Recently, various electronic devices such as a digital camera and a mobile phone have been increasingly equipped with a memory card socket structure for allowing a small-sized storage medium (hereinafter, simply referred to as a ‘memory card’) such as a Mini SD Memory Card (Registered Trademark) to be inserted thereinto or taken out therefrom.
As one type of such conventional memory card socket structures, there has been proposed one including a case with a substantially rectangular shelled shape (see, for example, Japanese Patent Laid-open Application No. 2004-362892: Reference 1). The case is comprised of two substantially rectangular plate-shaped members, each having a substantially rectangular base and two sidewalls extending from a pair of opposite ends thereof approximately in perpendicular manners. The plate-shaped members are coupled in a manner of which their sidewalls are overlapped on each other, thereby forming the case.
The memory card socket structure disclosed in Reference 1 has an advantage of a high heat radiation effect in that the two members forming the structure are both made of metal plates.

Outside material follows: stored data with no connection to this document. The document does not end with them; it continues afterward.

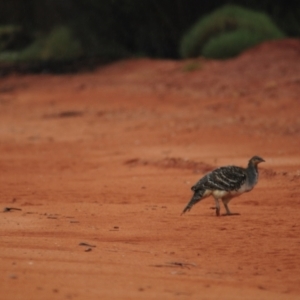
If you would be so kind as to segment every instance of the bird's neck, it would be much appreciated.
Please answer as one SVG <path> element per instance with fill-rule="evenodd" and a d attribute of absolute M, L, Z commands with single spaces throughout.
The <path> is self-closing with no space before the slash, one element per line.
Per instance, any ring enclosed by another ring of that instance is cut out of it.
<path fill-rule="evenodd" d="M 248 164 L 247 174 L 249 178 L 249 183 L 251 185 L 256 184 L 258 179 L 258 169 L 257 169 L 257 165 L 253 164 L 251 161 Z"/>

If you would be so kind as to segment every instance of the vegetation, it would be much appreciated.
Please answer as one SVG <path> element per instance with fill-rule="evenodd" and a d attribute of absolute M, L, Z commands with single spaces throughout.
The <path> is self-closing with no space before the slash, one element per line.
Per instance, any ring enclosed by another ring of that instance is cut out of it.
<path fill-rule="evenodd" d="M 228 58 L 265 40 L 282 37 L 284 33 L 266 14 L 226 5 L 201 18 L 184 35 L 180 54 L 184 58 Z"/>
<path fill-rule="evenodd" d="M 47 36 L 39 37 L 22 50 L 3 51 L 0 61 L 70 61 L 82 55 L 80 42 L 66 26 L 55 27 Z"/>
<path fill-rule="evenodd" d="M 297 1 L 228 2 L 264 12 L 288 36 L 300 37 Z M 199 18 L 223 3 L 199 0 L 0 1 L 0 61 L 21 61 L 22 64 L 70 59 L 107 62 L 128 56 L 177 59 L 179 53 L 185 51 L 181 47 L 179 52 L 183 35 Z M 223 24 L 226 33 L 221 34 L 224 28 L 213 26 L 203 40 L 197 38 L 200 44 L 193 55 L 199 55 L 201 49 L 206 56 L 226 57 L 229 53 L 239 52 L 230 49 L 230 44 L 248 47 L 264 40 L 259 31 L 250 34 L 253 29 L 240 23 L 240 27 L 229 30 L 231 26 L 237 26 L 230 22 Z M 221 47 L 223 51 L 217 53 Z M 237 46 L 233 48 L 237 49 Z"/>
<path fill-rule="evenodd" d="M 82 55 L 80 41 L 66 26 L 54 28 L 45 39 L 37 40 L 36 43 L 41 45 L 42 60 L 72 60 Z"/>
<path fill-rule="evenodd" d="M 203 68 L 203 62 L 200 61 L 200 60 L 193 60 L 193 61 L 190 61 L 190 62 L 187 62 L 182 70 L 184 72 L 193 72 L 193 71 L 196 71 L 196 70 L 200 70 Z"/>

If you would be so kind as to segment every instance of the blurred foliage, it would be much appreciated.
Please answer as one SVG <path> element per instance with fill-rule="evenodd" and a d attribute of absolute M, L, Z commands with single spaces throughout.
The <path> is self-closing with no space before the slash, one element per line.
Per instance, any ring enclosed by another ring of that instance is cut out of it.
<path fill-rule="evenodd" d="M 74 38 L 68 27 L 59 26 L 53 28 L 48 35 L 36 38 L 34 42 L 22 50 L 2 51 L 0 61 L 70 61 L 81 55 L 80 41 Z"/>
<path fill-rule="evenodd" d="M 194 72 L 196 70 L 201 70 L 203 68 L 203 61 L 201 60 L 193 60 L 187 62 L 183 67 L 182 71 L 184 72 Z"/>
<path fill-rule="evenodd" d="M 32 41 L 29 34 L 18 25 L 0 26 L 0 52 L 6 50 L 17 50 Z"/>
<path fill-rule="evenodd" d="M 212 37 L 203 46 L 201 54 L 207 58 L 226 59 L 237 56 L 244 50 L 270 39 L 274 39 L 274 37 L 266 37 L 261 33 L 243 28 L 237 29 Z"/>
<path fill-rule="evenodd" d="M 232 4 L 267 13 L 290 37 L 300 37 L 300 4 L 292 0 L 233 0 Z"/>
<path fill-rule="evenodd" d="M 82 55 L 80 41 L 66 26 L 55 27 L 41 44 L 42 60 L 72 60 Z"/>
<path fill-rule="evenodd" d="M 136 55 L 178 58 L 178 45 L 187 30 L 224 3 L 266 12 L 287 35 L 300 36 L 297 1 L 3 0 L 0 1 L 1 24 L 15 26 L 20 31 L 9 47 L 5 39 L 1 41 L 0 34 L 0 51 L 8 56 L 25 49 L 27 53 L 34 49 L 38 52 L 42 37 L 54 28 L 66 26 L 77 41 L 77 46 L 73 44 L 70 48 L 76 48 L 75 53 L 79 53 L 78 45 L 81 45 L 80 57 L 100 57 L 107 61 Z M 43 51 L 44 58 L 54 55 Z M 61 51 L 56 48 L 54 52 L 62 55 Z"/>
<path fill-rule="evenodd" d="M 228 58 L 260 42 L 282 37 L 283 32 L 266 14 L 225 5 L 192 26 L 182 39 L 180 54 L 184 58 Z"/>

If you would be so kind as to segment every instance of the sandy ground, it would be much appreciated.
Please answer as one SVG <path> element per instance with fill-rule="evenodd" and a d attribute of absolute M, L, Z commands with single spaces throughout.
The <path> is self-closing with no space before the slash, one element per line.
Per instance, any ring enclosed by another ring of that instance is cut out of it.
<path fill-rule="evenodd" d="M 0 299 L 299 299 L 299 95 L 297 40 L 1 78 Z M 180 216 L 253 155 L 239 216 Z"/>

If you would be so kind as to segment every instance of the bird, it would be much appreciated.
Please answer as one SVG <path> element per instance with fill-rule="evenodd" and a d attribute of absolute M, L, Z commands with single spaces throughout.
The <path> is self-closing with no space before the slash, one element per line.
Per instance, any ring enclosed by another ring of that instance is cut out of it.
<path fill-rule="evenodd" d="M 265 160 L 255 155 L 249 160 L 247 168 L 225 166 L 209 172 L 191 187 L 194 195 L 181 215 L 190 211 L 196 203 L 211 195 L 215 199 L 216 207 L 213 207 L 213 209 L 216 210 L 217 216 L 220 216 L 220 199 L 226 210 L 224 215 L 239 215 L 229 210 L 228 203 L 232 198 L 250 192 L 254 188 L 258 181 L 257 166 L 261 162 L 265 162 Z"/>

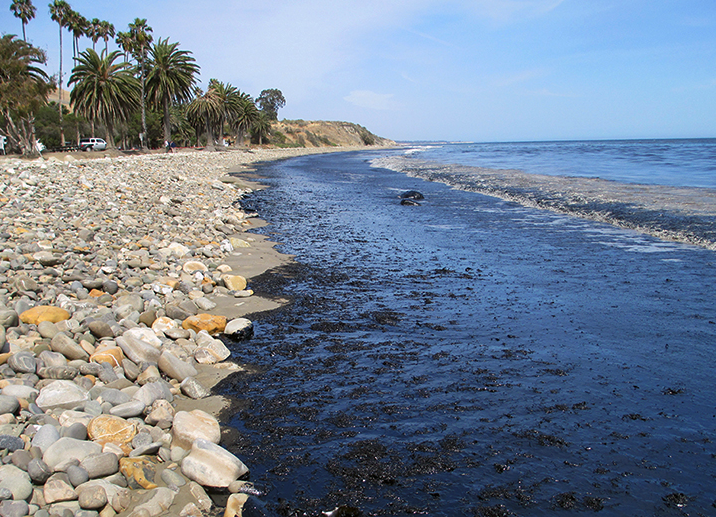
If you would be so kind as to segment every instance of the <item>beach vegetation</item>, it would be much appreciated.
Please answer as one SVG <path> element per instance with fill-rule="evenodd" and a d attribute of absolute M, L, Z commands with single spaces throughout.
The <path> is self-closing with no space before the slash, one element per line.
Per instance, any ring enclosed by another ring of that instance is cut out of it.
<path fill-rule="evenodd" d="M 38 154 L 35 114 L 47 104 L 54 81 L 40 68 L 47 56 L 14 34 L 0 37 L 0 124 L 8 147 Z"/>
<path fill-rule="evenodd" d="M 169 38 L 159 39 L 150 51 L 147 97 L 162 111 L 164 140 L 171 140 L 171 106 L 188 102 L 194 91 L 199 66 L 188 50 Z"/>
<path fill-rule="evenodd" d="M 149 47 L 154 37 L 152 28 L 147 25 L 146 18 L 135 18 L 129 24 L 129 37 L 125 40 L 129 53 L 137 62 L 140 83 L 140 107 L 142 109 L 142 149 L 147 148 L 147 97 L 146 97 L 146 62 L 149 54 Z"/>
<path fill-rule="evenodd" d="M 140 104 L 139 82 L 129 63 L 115 62 L 120 56 L 116 50 L 99 55 L 88 48 L 78 56 L 69 81 L 75 112 L 104 125 L 109 148 L 114 147 L 114 125 L 127 121 Z M 146 128 L 144 113 L 142 126 Z"/>
<path fill-rule="evenodd" d="M 22 23 L 22 40 L 27 41 L 25 25 L 35 17 L 37 9 L 32 5 L 32 0 L 13 0 L 10 4 L 10 10 L 15 18 L 19 18 Z"/>
<path fill-rule="evenodd" d="M 60 90 L 60 102 L 58 105 L 58 114 L 60 117 L 60 145 L 65 145 L 65 130 L 62 126 L 62 81 L 63 81 L 63 74 L 62 74 L 62 29 L 67 27 L 67 23 L 69 21 L 70 13 L 72 11 L 72 8 L 70 7 L 70 4 L 65 2 L 65 0 L 54 0 L 50 5 L 50 19 L 53 22 L 57 22 L 57 25 L 60 30 L 60 76 L 57 79 L 57 84 Z"/>
<path fill-rule="evenodd" d="M 251 141 L 263 145 L 264 140 L 271 137 L 271 119 L 266 112 L 259 112 L 259 116 L 251 126 Z"/>
<path fill-rule="evenodd" d="M 70 111 L 67 106 L 62 106 L 62 118 L 68 134 L 80 136 L 92 134 L 92 126 L 89 121 Z M 35 114 L 36 138 L 48 149 L 60 146 L 59 120 L 59 109 L 54 101 L 41 106 Z"/>
<path fill-rule="evenodd" d="M 281 90 L 269 88 L 263 90 L 256 99 L 261 111 L 266 114 L 269 120 L 278 120 L 278 110 L 286 105 L 286 99 Z"/>

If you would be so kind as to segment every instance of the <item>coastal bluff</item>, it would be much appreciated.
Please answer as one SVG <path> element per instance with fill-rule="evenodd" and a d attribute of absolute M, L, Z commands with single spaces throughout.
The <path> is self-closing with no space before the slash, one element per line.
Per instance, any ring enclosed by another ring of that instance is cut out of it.
<path fill-rule="evenodd" d="M 271 143 L 285 147 L 361 147 L 396 145 L 353 122 L 281 120 L 271 128 Z"/>

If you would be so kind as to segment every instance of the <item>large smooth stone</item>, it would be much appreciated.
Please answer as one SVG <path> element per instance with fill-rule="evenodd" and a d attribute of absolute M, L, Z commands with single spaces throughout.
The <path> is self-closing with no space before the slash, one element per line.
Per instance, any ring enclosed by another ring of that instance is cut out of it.
<path fill-rule="evenodd" d="M 157 468 L 148 457 L 120 458 L 119 471 L 127 479 L 130 488 L 145 488 L 150 490 L 156 488 L 154 478 Z"/>
<path fill-rule="evenodd" d="M 77 492 L 64 472 L 56 472 L 50 476 L 42 487 L 42 493 L 47 504 L 77 499 Z"/>
<path fill-rule="evenodd" d="M 143 402 L 145 406 L 151 406 L 155 400 L 159 399 L 171 402 L 174 400 L 174 395 L 171 392 L 171 385 L 166 381 L 159 380 L 145 384 L 137 390 L 132 398 Z"/>
<path fill-rule="evenodd" d="M 164 350 L 159 356 L 158 366 L 162 372 L 179 382 L 198 373 L 194 365 L 188 361 L 182 361 L 169 350 Z"/>
<path fill-rule="evenodd" d="M 166 512 L 174 502 L 176 494 L 167 487 L 159 487 L 151 492 L 148 501 L 137 505 L 132 515 L 147 515 L 148 517 L 156 517 Z"/>
<path fill-rule="evenodd" d="M 221 275 L 224 285 L 229 291 L 243 291 L 246 289 L 246 279 L 240 275 Z"/>
<path fill-rule="evenodd" d="M 38 447 L 43 453 L 57 440 L 60 439 L 60 431 L 51 424 L 40 427 L 35 436 L 32 437 L 31 445 Z"/>
<path fill-rule="evenodd" d="M 235 341 L 249 339 L 254 335 L 254 324 L 247 318 L 235 318 L 226 324 L 224 335 Z"/>
<path fill-rule="evenodd" d="M 35 354 L 32 352 L 17 352 L 12 354 L 7 364 L 17 373 L 35 373 L 37 370 L 37 361 Z"/>
<path fill-rule="evenodd" d="M 87 426 L 87 435 L 97 444 L 116 443 L 127 445 L 137 434 L 137 427 L 118 416 L 99 415 L 93 418 Z"/>
<path fill-rule="evenodd" d="M 10 490 L 12 498 L 16 501 L 27 499 L 32 495 L 30 476 L 15 465 L 0 466 L 0 488 Z"/>
<path fill-rule="evenodd" d="M 60 438 L 50 445 L 42 455 L 42 460 L 54 471 L 64 470 L 74 460 L 82 461 L 91 454 L 102 452 L 102 445 L 76 438 Z"/>
<path fill-rule="evenodd" d="M 47 412 L 51 409 L 72 409 L 84 406 L 89 400 L 89 393 L 72 381 L 54 381 L 40 390 L 35 404 Z"/>
<path fill-rule="evenodd" d="M 87 456 L 80 462 L 90 479 L 111 476 L 119 472 L 119 458 L 113 452 L 102 452 Z"/>
<path fill-rule="evenodd" d="M 124 359 L 124 353 L 118 346 L 110 346 L 98 349 L 89 358 L 94 363 L 107 363 L 112 366 L 122 366 L 122 359 Z"/>
<path fill-rule="evenodd" d="M 20 402 L 17 400 L 17 397 L 0 395 L 0 415 L 13 414 L 18 409 L 20 409 Z"/>
<path fill-rule="evenodd" d="M 191 446 L 189 455 L 182 460 L 181 471 L 200 485 L 225 488 L 249 469 L 223 447 L 198 439 Z"/>
<path fill-rule="evenodd" d="M 218 339 L 206 341 L 194 350 L 194 359 L 200 364 L 216 364 L 229 356 L 231 356 L 231 350 Z"/>
<path fill-rule="evenodd" d="M 189 450 L 196 440 L 219 443 L 221 429 L 219 422 L 201 409 L 178 411 L 172 422 L 172 447 Z"/>
<path fill-rule="evenodd" d="M 83 361 L 86 361 L 89 359 L 89 354 L 85 351 L 85 349 L 64 332 L 59 332 L 52 338 L 52 341 L 50 341 L 50 348 L 53 352 L 59 352 L 64 355 L 70 361 L 75 359 L 82 359 Z"/>
<path fill-rule="evenodd" d="M 70 319 L 70 313 L 59 307 L 38 305 L 20 314 L 20 321 L 29 325 L 37 325 L 43 321 L 57 323 Z"/>
<path fill-rule="evenodd" d="M 161 351 L 151 343 L 126 335 L 119 336 L 116 341 L 117 345 L 122 349 L 122 352 L 124 352 L 124 355 L 135 364 L 156 364 L 157 361 L 159 361 Z"/>
<path fill-rule="evenodd" d="M 124 334 L 122 334 L 122 336 L 133 337 L 134 339 L 140 339 L 142 341 L 146 341 L 150 345 L 153 345 L 157 348 L 162 346 L 162 340 L 157 337 L 156 333 L 152 329 L 136 327 L 136 328 L 127 330 Z"/>
<path fill-rule="evenodd" d="M 185 319 L 182 322 L 182 327 L 195 332 L 206 330 L 209 334 L 214 335 L 223 332 L 226 328 L 226 316 L 197 314 Z"/>
<path fill-rule="evenodd" d="M 203 399 L 211 395 L 211 392 L 194 377 L 187 377 L 179 385 L 181 392 L 192 399 Z"/>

In the memory card socket structure of Reference 1, however, since the members are coupled by being overlapped with their sidewalls, rattling of the case is likely to occur. Further, when the members with different sizes are coupled to each other, there may be gaps generated between connecting portions provided at the sidewalls of the members corresponding to each other, which in turn distort the rectangular shelled shape of the case. As a result, insertion of the memory card would become difficult, and contact failure or deformation of terminals would occur.